Bond has seen its payroll operations deliver consistent growth in revenue and profitability over the last few years and is seeking to expand them further both organically and through acquisition. The payroll operations, which utilise Bond’s intellectual property, are currently operating in the UK only.  Increasingly companies with overseas subsidiaries or branches are looking for one payroll provider to meet all their payroll needs, something that Bond cannot offer in its own right.
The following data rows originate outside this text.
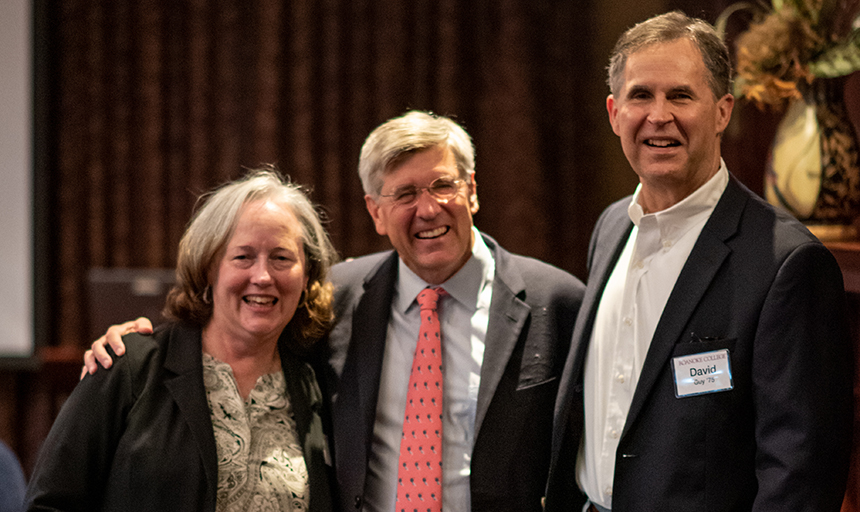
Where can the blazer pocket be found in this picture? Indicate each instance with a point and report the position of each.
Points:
(686, 348)
(529, 384)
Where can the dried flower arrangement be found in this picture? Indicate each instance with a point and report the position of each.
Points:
(792, 42)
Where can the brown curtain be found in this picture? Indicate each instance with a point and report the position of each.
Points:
(151, 102)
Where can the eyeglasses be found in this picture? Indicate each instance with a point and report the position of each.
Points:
(441, 189)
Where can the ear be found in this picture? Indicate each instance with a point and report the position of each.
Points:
(473, 194)
(725, 105)
(612, 110)
(376, 214)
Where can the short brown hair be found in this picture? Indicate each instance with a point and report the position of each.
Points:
(210, 230)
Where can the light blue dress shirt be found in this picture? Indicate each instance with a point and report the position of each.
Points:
(464, 316)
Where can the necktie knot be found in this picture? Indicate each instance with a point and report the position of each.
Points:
(429, 298)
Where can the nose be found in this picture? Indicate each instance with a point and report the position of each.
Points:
(426, 205)
(661, 112)
(261, 275)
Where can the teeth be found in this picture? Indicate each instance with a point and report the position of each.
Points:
(432, 233)
(254, 299)
(661, 143)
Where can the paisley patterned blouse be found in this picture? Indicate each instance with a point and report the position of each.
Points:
(261, 467)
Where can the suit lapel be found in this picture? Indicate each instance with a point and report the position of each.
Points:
(355, 408)
(508, 315)
(607, 249)
(702, 265)
(185, 361)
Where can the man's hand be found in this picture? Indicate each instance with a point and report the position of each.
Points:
(98, 353)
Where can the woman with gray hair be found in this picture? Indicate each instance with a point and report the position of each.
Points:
(215, 410)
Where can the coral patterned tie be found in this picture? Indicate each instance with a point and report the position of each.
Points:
(419, 475)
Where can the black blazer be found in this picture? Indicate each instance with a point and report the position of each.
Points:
(531, 319)
(759, 284)
(139, 435)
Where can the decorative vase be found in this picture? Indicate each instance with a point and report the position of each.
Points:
(813, 170)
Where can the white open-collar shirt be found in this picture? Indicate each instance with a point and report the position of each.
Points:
(627, 316)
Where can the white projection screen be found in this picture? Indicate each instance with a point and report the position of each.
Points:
(16, 168)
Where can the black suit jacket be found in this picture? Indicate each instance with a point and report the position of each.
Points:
(759, 284)
(139, 435)
(531, 319)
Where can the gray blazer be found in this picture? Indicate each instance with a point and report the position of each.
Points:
(531, 320)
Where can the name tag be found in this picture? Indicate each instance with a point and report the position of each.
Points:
(707, 372)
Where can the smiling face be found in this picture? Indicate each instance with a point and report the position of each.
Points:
(433, 238)
(260, 276)
(669, 122)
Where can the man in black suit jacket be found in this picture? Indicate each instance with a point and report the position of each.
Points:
(711, 366)
(514, 316)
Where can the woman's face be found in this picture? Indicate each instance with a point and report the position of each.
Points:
(258, 282)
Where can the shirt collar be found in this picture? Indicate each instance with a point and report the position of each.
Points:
(685, 213)
(464, 286)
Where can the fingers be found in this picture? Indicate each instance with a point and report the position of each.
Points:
(98, 354)
(142, 325)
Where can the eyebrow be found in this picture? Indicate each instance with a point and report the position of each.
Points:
(637, 89)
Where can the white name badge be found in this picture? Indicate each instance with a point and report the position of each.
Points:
(707, 372)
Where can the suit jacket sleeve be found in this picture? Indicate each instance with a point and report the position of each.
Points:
(76, 457)
(801, 384)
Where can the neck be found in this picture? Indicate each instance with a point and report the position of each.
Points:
(658, 195)
(249, 360)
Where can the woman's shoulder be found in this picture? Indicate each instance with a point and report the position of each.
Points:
(169, 344)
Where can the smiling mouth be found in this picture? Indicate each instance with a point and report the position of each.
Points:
(662, 143)
(256, 300)
(432, 233)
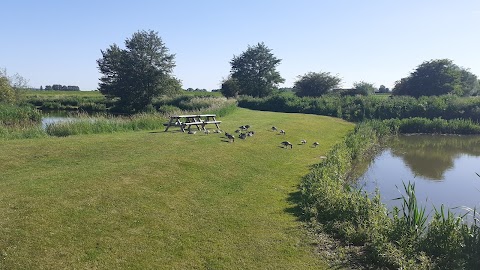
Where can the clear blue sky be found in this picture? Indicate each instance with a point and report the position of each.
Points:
(377, 41)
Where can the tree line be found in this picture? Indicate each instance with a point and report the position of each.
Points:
(141, 71)
(59, 87)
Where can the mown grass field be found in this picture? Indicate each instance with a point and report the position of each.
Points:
(162, 200)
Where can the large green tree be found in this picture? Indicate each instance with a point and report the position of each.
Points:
(437, 77)
(255, 71)
(364, 88)
(7, 94)
(138, 73)
(314, 84)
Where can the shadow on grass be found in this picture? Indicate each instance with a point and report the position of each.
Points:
(294, 199)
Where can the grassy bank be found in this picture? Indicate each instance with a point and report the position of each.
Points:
(402, 239)
(150, 199)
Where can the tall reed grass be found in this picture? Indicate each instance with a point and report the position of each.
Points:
(401, 239)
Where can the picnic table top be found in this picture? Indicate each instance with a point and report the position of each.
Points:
(193, 115)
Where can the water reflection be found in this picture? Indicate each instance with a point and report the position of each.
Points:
(443, 169)
(431, 156)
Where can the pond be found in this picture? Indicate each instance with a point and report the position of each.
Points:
(443, 168)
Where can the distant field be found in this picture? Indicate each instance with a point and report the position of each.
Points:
(62, 94)
(156, 200)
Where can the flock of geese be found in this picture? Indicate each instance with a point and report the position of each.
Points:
(243, 136)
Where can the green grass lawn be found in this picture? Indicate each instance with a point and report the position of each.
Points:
(162, 200)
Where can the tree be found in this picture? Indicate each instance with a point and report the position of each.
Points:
(230, 88)
(255, 71)
(437, 77)
(383, 89)
(7, 94)
(364, 88)
(139, 73)
(16, 81)
(315, 84)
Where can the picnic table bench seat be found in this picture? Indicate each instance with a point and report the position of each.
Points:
(190, 120)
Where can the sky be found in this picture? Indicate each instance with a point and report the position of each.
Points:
(377, 41)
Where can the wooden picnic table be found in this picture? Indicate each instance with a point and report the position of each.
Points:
(198, 120)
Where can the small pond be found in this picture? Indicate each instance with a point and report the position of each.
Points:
(443, 168)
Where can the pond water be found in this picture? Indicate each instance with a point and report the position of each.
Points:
(443, 169)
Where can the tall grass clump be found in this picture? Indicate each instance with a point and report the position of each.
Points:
(195, 104)
(11, 115)
(105, 124)
(19, 122)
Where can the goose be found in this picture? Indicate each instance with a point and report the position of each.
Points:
(286, 144)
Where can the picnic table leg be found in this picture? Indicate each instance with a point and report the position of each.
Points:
(169, 124)
(216, 124)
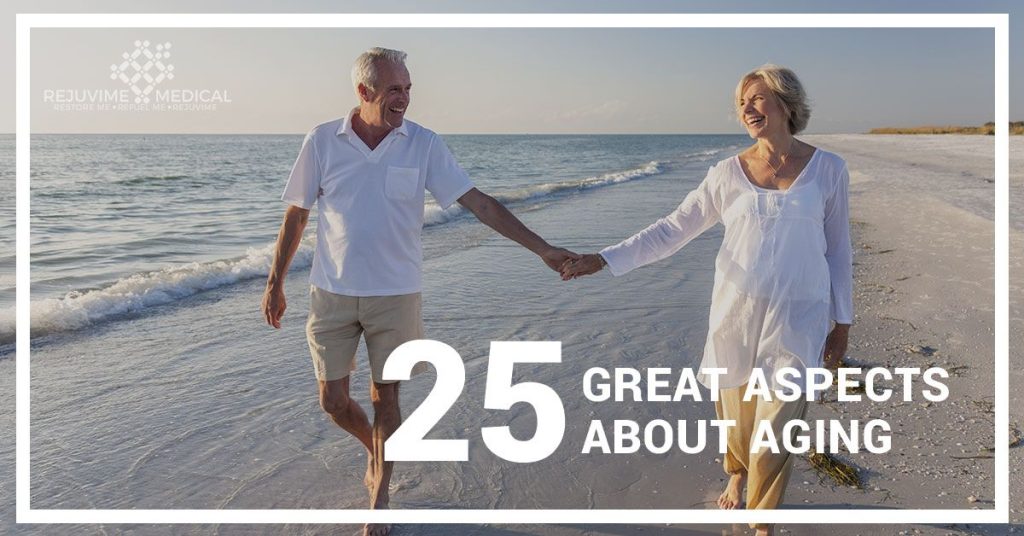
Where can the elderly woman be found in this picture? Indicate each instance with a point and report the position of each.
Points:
(782, 294)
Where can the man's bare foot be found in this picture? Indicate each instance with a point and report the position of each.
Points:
(376, 529)
(731, 498)
(368, 479)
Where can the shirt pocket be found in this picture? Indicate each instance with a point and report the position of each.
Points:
(401, 182)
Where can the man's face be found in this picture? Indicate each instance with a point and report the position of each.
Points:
(386, 104)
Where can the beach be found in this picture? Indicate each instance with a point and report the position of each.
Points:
(205, 407)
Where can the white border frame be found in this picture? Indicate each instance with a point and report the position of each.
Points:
(997, 22)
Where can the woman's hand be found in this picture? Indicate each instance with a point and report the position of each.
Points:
(836, 345)
(589, 263)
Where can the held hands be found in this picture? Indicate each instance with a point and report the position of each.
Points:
(273, 305)
(585, 265)
(557, 257)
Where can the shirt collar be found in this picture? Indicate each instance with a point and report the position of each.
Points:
(346, 126)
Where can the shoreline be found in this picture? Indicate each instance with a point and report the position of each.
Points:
(921, 271)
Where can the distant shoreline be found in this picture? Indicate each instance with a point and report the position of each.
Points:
(1016, 128)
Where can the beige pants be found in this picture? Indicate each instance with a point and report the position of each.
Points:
(767, 472)
(336, 323)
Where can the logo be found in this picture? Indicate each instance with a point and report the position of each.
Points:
(142, 70)
(139, 85)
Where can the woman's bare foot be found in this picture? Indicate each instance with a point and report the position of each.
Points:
(731, 498)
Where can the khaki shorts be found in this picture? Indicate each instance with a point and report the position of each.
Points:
(337, 321)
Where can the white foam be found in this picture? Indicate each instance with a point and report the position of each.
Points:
(138, 291)
(433, 215)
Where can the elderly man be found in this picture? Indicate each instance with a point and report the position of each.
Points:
(368, 173)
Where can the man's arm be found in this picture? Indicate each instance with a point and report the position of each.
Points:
(288, 243)
(496, 216)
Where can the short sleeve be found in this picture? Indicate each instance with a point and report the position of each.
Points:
(304, 180)
(445, 179)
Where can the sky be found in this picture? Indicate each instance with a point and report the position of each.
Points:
(520, 80)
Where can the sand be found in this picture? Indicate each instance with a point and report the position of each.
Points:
(923, 221)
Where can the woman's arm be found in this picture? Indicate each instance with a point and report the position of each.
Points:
(839, 254)
(695, 214)
(839, 251)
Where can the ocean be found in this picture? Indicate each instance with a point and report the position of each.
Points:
(156, 382)
(125, 223)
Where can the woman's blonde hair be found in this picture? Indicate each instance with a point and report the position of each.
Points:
(786, 87)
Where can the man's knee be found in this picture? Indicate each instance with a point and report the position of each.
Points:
(385, 397)
(334, 397)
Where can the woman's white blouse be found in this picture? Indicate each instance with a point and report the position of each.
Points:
(784, 270)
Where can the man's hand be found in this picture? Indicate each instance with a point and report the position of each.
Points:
(585, 265)
(836, 345)
(273, 305)
(556, 257)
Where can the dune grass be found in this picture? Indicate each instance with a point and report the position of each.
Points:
(1016, 127)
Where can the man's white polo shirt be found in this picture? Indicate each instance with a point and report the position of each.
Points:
(371, 204)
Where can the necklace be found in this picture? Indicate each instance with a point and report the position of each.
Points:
(781, 161)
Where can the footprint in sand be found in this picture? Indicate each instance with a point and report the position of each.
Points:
(404, 483)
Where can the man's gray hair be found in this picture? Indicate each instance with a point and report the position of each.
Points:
(365, 70)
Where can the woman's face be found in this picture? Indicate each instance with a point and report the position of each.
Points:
(761, 111)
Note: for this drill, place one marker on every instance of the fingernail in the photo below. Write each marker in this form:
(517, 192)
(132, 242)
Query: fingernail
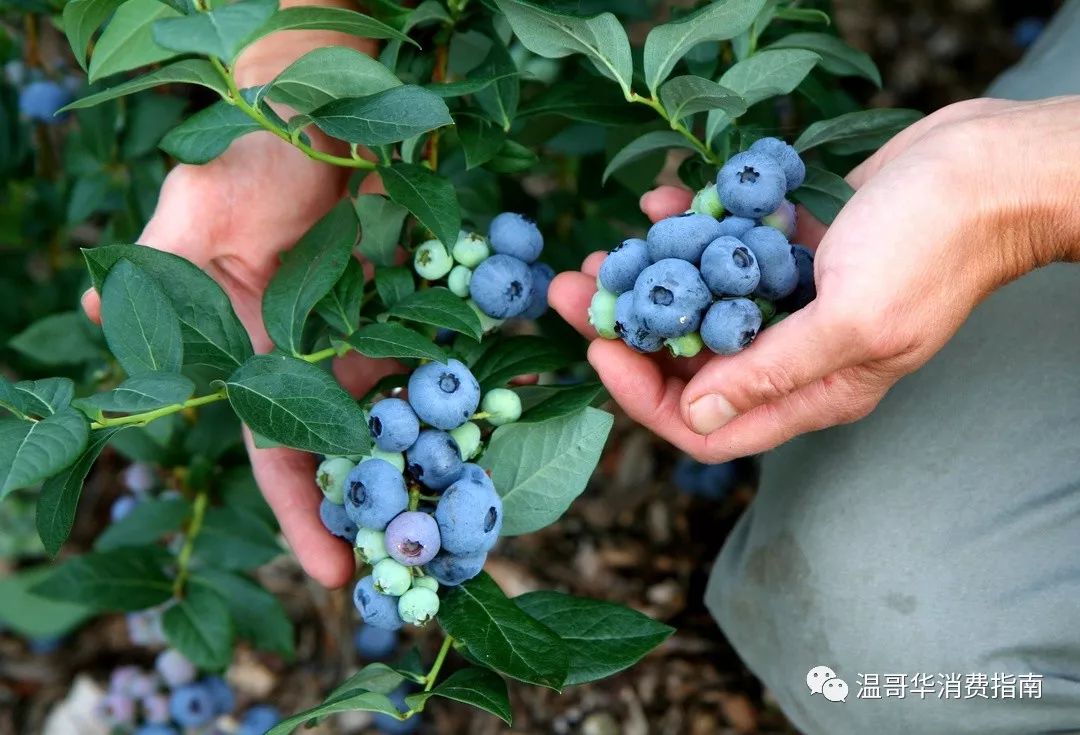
(710, 412)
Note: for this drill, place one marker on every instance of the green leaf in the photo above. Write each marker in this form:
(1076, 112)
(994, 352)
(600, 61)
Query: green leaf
(477, 686)
(380, 227)
(220, 32)
(59, 494)
(31, 451)
(497, 634)
(854, 132)
(199, 626)
(307, 273)
(539, 468)
(207, 134)
(127, 42)
(684, 96)
(329, 73)
(393, 340)
(823, 193)
(603, 638)
(124, 580)
(643, 146)
(601, 38)
(383, 118)
(837, 56)
(140, 325)
(213, 335)
(439, 308)
(297, 405)
(430, 198)
(716, 22)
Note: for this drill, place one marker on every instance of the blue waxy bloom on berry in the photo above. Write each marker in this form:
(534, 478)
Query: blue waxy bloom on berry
(375, 493)
(434, 460)
(516, 235)
(393, 425)
(683, 236)
(670, 297)
(730, 326)
(729, 268)
(623, 264)
(444, 396)
(751, 185)
(502, 286)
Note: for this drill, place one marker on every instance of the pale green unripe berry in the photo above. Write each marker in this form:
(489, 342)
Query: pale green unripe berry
(468, 437)
(372, 545)
(602, 314)
(502, 406)
(418, 606)
(331, 478)
(471, 249)
(391, 577)
(432, 261)
(458, 282)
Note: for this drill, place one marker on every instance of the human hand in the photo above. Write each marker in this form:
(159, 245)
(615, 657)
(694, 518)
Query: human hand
(940, 219)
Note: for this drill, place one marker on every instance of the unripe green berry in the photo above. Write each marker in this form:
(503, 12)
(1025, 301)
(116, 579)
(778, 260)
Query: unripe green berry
(458, 281)
(432, 261)
(502, 406)
(418, 606)
(468, 437)
(391, 577)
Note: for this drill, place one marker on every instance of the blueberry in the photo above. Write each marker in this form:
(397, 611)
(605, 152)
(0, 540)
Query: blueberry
(751, 184)
(670, 297)
(374, 493)
(413, 538)
(730, 325)
(682, 236)
(516, 235)
(376, 610)
(434, 460)
(470, 515)
(780, 274)
(444, 396)
(502, 286)
(623, 264)
(542, 275)
(631, 329)
(729, 268)
(336, 520)
(393, 424)
(791, 162)
(451, 569)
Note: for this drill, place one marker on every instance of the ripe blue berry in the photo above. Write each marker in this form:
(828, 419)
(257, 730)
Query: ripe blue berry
(393, 425)
(434, 460)
(444, 396)
(516, 235)
(729, 268)
(670, 297)
(502, 286)
(683, 236)
(730, 326)
(375, 493)
(413, 538)
(752, 185)
(623, 264)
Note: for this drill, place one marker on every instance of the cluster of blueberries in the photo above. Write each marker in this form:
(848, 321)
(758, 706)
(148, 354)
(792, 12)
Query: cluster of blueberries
(174, 698)
(702, 278)
(417, 509)
(499, 275)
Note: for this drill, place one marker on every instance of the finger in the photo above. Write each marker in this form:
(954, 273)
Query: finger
(286, 477)
(665, 201)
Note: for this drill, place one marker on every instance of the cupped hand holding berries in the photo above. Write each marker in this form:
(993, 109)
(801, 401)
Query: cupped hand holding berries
(949, 209)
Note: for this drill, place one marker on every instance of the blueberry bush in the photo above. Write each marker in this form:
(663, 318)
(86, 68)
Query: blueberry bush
(473, 112)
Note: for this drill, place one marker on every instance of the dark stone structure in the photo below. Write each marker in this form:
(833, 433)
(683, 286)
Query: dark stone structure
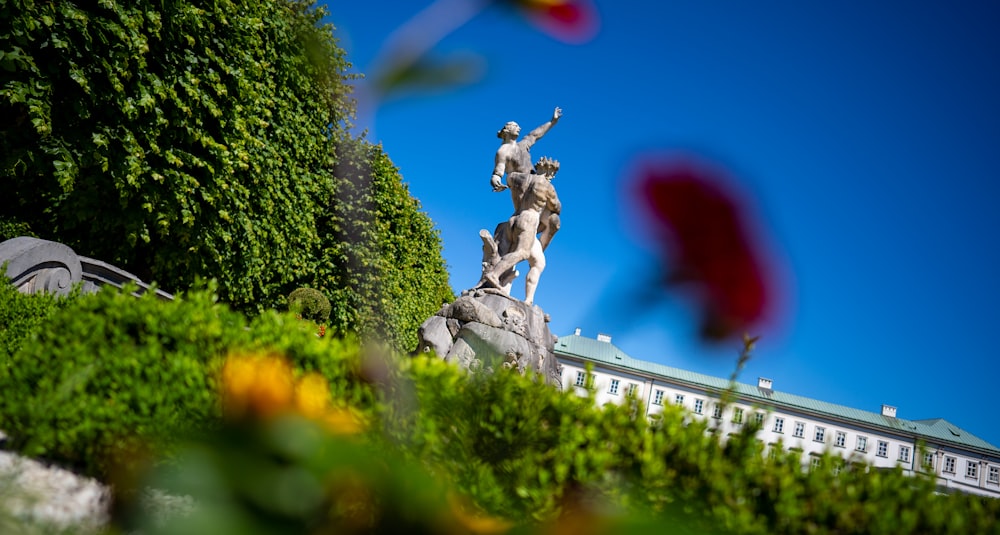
(488, 330)
(35, 265)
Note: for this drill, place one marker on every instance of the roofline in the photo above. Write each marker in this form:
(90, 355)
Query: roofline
(918, 437)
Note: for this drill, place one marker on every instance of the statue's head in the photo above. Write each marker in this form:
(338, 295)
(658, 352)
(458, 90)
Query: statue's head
(547, 166)
(509, 130)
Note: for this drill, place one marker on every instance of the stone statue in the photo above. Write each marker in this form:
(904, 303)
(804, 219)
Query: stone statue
(486, 329)
(514, 241)
(536, 210)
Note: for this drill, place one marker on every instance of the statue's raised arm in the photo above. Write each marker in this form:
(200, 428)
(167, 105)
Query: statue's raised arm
(513, 155)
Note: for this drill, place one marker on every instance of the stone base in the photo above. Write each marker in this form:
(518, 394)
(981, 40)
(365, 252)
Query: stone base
(488, 330)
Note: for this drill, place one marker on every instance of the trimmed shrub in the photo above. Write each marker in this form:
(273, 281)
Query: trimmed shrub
(111, 374)
(309, 303)
(201, 132)
(380, 256)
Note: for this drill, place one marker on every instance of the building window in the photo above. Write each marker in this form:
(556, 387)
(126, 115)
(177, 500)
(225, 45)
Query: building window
(972, 469)
(737, 415)
(949, 465)
(779, 425)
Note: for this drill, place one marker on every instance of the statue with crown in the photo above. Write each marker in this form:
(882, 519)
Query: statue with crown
(486, 328)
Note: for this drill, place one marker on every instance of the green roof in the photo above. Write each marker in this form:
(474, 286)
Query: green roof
(935, 430)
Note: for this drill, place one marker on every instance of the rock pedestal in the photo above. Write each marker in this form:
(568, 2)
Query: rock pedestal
(488, 330)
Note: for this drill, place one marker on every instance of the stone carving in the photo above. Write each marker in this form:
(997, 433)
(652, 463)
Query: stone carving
(484, 331)
(526, 234)
(536, 208)
(35, 265)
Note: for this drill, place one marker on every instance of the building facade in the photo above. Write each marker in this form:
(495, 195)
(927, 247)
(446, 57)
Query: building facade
(958, 459)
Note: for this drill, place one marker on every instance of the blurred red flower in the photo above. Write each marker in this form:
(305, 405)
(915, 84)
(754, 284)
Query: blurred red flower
(572, 21)
(706, 237)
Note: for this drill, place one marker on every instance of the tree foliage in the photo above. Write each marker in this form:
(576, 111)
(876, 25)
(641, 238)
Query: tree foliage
(175, 139)
(380, 258)
(182, 140)
(84, 384)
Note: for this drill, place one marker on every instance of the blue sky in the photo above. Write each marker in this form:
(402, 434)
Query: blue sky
(866, 137)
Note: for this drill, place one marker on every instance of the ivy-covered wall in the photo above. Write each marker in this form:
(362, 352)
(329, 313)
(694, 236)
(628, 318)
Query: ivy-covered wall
(187, 140)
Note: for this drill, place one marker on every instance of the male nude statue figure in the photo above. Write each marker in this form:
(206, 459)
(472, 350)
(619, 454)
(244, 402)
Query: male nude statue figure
(537, 209)
(513, 156)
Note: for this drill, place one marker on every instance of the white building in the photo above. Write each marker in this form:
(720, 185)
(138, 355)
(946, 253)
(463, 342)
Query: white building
(960, 460)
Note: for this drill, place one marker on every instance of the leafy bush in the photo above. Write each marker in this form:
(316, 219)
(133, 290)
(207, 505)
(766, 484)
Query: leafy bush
(23, 316)
(380, 256)
(201, 134)
(110, 373)
(310, 304)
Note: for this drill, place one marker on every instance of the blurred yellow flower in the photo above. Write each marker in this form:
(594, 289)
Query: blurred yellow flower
(473, 523)
(256, 385)
(343, 422)
(312, 396)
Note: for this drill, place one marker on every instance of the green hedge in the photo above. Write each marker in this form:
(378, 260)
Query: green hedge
(109, 374)
(200, 132)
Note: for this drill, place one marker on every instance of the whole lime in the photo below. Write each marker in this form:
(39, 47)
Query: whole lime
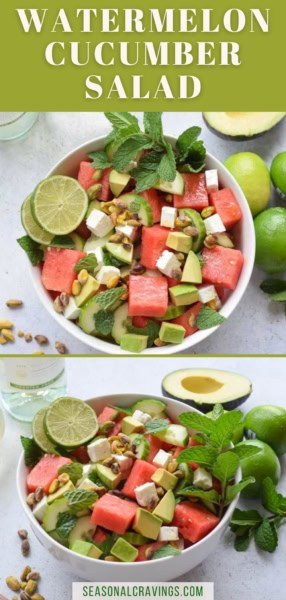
(263, 464)
(268, 422)
(278, 173)
(270, 231)
(252, 174)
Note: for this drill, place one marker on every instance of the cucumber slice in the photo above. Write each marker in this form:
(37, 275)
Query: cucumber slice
(120, 323)
(139, 205)
(177, 435)
(197, 222)
(151, 407)
(142, 445)
(119, 252)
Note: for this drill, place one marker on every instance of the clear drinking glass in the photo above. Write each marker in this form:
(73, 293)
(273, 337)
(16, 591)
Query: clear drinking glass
(13, 125)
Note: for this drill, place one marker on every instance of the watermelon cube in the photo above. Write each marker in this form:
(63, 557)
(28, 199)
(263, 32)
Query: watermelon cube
(222, 266)
(153, 243)
(194, 522)
(195, 194)
(148, 296)
(226, 206)
(113, 513)
(141, 473)
(45, 471)
(58, 271)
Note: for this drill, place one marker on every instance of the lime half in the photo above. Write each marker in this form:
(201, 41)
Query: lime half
(31, 226)
(39, 433)
(59, 204)
(70, 422)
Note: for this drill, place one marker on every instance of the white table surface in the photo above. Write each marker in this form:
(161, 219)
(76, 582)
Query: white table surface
(253, 575)
(256, 326)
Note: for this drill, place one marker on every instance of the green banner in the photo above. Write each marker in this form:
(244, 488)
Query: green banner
(153, 55)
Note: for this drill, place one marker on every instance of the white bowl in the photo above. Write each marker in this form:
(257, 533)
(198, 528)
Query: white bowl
(245, 241)
(90, 569)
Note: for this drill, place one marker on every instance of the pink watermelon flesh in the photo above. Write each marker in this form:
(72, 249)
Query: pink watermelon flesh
(113, 513)
(148, 296)
(222, 266)
(58, 271)
(45, 471)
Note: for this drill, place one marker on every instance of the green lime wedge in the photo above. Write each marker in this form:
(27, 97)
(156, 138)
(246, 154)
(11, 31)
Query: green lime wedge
(31, 226)
(70, 422)
(59, 204)
(39, 433)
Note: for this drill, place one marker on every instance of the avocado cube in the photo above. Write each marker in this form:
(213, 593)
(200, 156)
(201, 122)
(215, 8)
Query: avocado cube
(166, 508)
(172, 333)
(147, 524)
(131, 425)
(133, 342)
(164, 479)
(88, 290)
(124, 551)
(192, 272)
(179, 241)
(184, 294)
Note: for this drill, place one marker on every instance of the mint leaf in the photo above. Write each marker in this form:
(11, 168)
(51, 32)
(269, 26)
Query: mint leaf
(99, 160)
(104, 322)
(89, 263)
(202, 455)
(80, 499)
(156, 425)
(208, 317)
(32, 249)
(66, 521)
(266, 536)
(32, 452)
(74, 470)
(166, 550)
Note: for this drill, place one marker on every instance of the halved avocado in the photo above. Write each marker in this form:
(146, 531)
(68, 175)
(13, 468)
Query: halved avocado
(203, 388)
(239, 126)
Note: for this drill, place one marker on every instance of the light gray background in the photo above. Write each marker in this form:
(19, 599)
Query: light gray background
(253, 575)
(256, 326)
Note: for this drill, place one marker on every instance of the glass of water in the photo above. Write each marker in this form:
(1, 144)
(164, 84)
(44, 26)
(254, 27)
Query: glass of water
(13, 125)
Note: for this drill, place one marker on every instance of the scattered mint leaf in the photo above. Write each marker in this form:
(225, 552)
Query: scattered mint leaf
(66, 521)
(99, 160)
(80, 499)
(32, 249)
(266, 536)
(74, 470)
(32, 452)
(166, 550)
(104, 322)
(208, 317)
(156, 425)
(88, 262)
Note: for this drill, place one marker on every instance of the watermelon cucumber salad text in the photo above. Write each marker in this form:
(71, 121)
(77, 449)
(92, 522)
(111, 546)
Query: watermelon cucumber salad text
(139, 250)
(130, 484)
In order to broaden its customer base to multinational companies in the UK and international companies, primarily in the US, the board believes that the Bond has to offer payroll solutions in countries other than the UK.

Eurowage provides managed payroll solutions in many countries around the world to both UK based and overseas based customers.  Bond has already partnered with the Eurowage on previous deals but believe that bringing them into the Bond group will strengthen its product offering and drive sustainable growth in revenues and profits from payroll operations. Furthermore Bond’s existing customer base includes organisations with operations in many countries around the world and to whom the group will be well placed to offer international managed payroll solutions through Eurowage.

The company which was established in 2005 has seen revenues grow to £3.90m in 2013 with a profit before tax of £1.78m and the board believe that it will be earnings enhancing from the date of acquisition.


The group employs 460 people in our offices around the world. A motivated and committed workforce is vital to the continuing development of the group and I would like to thank all the staff for their continuing hard work, dedication and loyalty to the group.


The board has been encouraged by the start to 2014.  Trading conditions are good in the major markets in which we operate and we believe the group is well placed to benefit from the ongoing economic recovery.  The acquisition we announced today will complement our payroll bureau operation by allowing us to offer international payroll solutions to customers and prospects alike.